Hence, the correct option is C.

Additional information:
Projectile motion is a combination of horizontal and vertical motion which are independent of each other and are in mutually perpendicular direction.

Note:
While doing projectile motion questions we need to follow some assumptions like –
1. Assume that earth is flat. We will ignore the effect of air resistance on the body. Generally, we consider projectile motion of short range so that we can assume that gravitational force is constant.
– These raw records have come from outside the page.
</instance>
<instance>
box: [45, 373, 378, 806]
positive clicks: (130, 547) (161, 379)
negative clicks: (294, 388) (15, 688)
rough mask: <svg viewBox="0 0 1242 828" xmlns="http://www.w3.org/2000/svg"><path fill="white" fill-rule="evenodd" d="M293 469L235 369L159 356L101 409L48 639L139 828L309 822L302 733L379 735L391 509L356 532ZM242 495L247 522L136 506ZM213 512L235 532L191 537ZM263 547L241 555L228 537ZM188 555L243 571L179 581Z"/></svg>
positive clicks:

2. We need to keep in mind that during a projectile motion, when the particle is moving upward the vertical component of velocity is positive and when the particle is moving downwards then the vertical component is negative. The formula of range and height used is invalid if the particles do not land at the same horizontal level as of the projection.